In che modo la musica è entrata nella tua vita?
Ho sempre avuto voglia di ascoltare canzoni e di cimentarmi col canto. Mio padre, ha rifondato la banda musicale del paese, dove ha suonato tutta la mia famiglia, proprio l’anno della mia nascita. Era stata chiusa e lui ha voluto riaprirla. Da bambino ero un discolo e ne combinavo di tutti i colori, ma quando passava la banda, rimanevo ipnotizzato: ero attratto magicamente e sognavo di farne parte. Lì ho mosso i primi passi, innamorandomi della tromba, che è il mio strumento, diplomandomi poi, al Conservatorio, giovanissimo. Questa è stata per me un’opportunità importante per crescere frequentando una scuola che mi metteva a confronto con ragazzi più grandi. Una grande sfida e lo stimolo a migliorarmi: come giocare in una lega più alta. Sette anni di studi, in un’età in cui si occupa il tempo libero, giocando. Mi sentivo diverso e abitando in un piccolo paese, per frequentare il Conservatorio, mia mamma mi veniva a prendere e uscivo da scuola un’ora prima. La mia vita era tutta incentrata su quello e i miei hanno fatto davvero un investimento grande, che ho sempre voluto onorare con impegno.

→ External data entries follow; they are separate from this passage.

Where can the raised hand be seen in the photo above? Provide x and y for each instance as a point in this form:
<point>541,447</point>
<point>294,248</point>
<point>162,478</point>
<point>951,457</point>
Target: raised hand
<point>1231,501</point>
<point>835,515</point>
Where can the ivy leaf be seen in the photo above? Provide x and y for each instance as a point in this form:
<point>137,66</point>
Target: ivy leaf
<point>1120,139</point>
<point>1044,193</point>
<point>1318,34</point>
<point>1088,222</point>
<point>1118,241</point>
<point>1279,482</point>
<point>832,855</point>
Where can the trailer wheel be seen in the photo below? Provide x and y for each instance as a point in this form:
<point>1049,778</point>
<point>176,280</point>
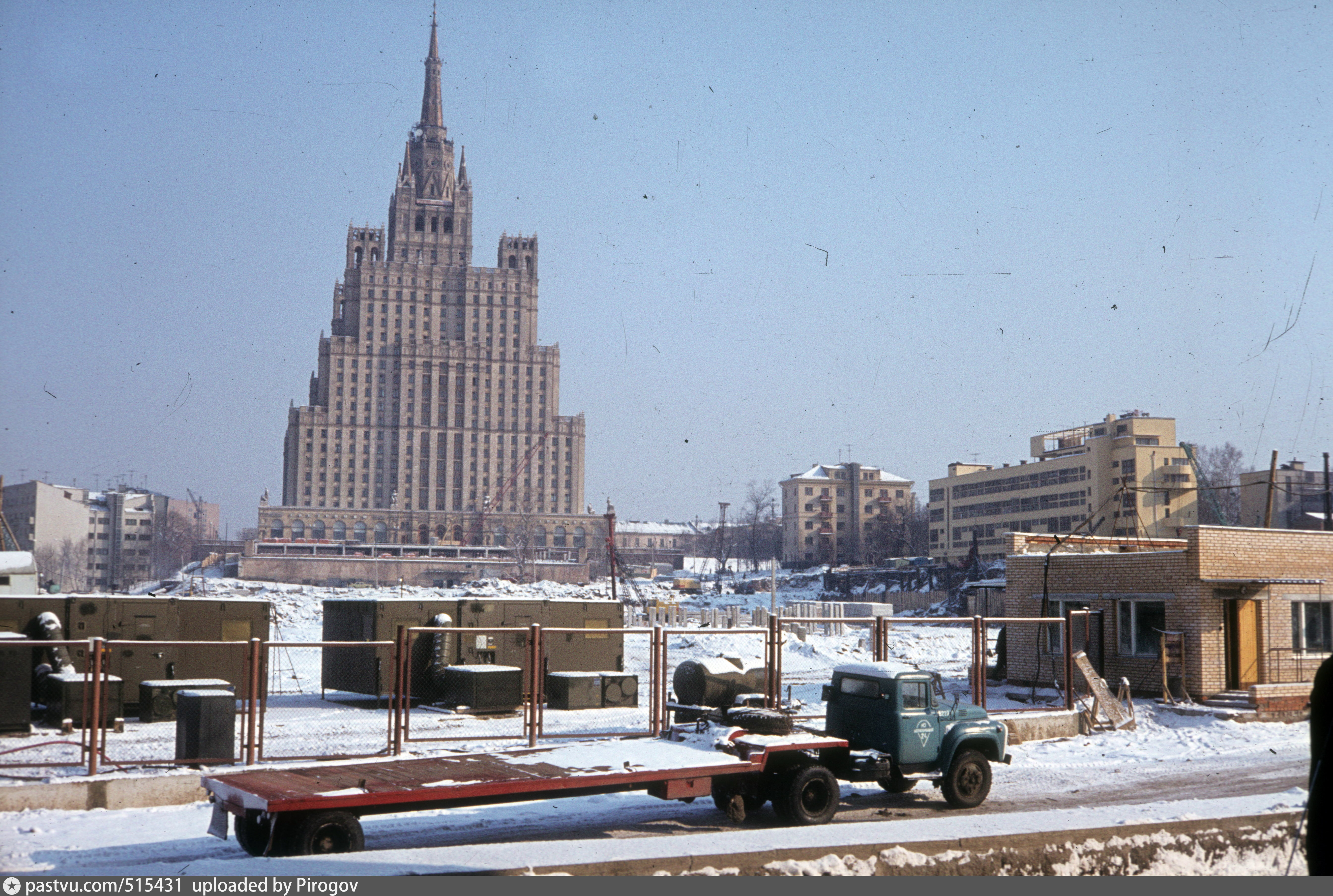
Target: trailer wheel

Con la tromba hai all’attivo una carriera degna di nota, ma ad un certo punto è diventata la tua voce la vera protagonista. Come si è evoluta la tua passione?
La tromba e il canto non sono così distanti come si potrebbe pensare, infatti, c’è una forte connessione nella respirazione per il canto e per lo strumento a fiato. La voce e la tromba vibrano in noi e il suono della tromba amplifica quello che arriva da dentro. Sono le vibrazioni delle labbra, a emettere il suono e, per questo, è uno strumento intimo. La tromba e la voce sono antagonisti alla mia personalità: la tromba solitamente è solista come l’interprete. Entrambi contrastano la mia “paura di me”, la mia insicurezza. Se avessi scelto il violino, avrei potuto sperare puoi sperare di essere nella fila dei violini e nascondermi un po’ di più, mentre con la tromba, inconsciamente, ho cercato di superare la mia timidezza. Il timore di perdere tutto in questi due anni, mi ha spronato a portare a termine quello che sentivo essere il mio destino: dalle cover, che era come stare in seconda fila col violino, a scrivere i testi delle mie canzoni è stato come alzare l’asticella, avendo il coraggio di dire la mia. In questo percorso è stato fondamentale l’incontro con Angelo Funari col quale ho capito di “funzionare” e che le nostre idee potevano diventare realtà. Dopo Il mio Paradiso e Direzione New York, è arrivato Paura di me, il vero giro di boa, l’alfa.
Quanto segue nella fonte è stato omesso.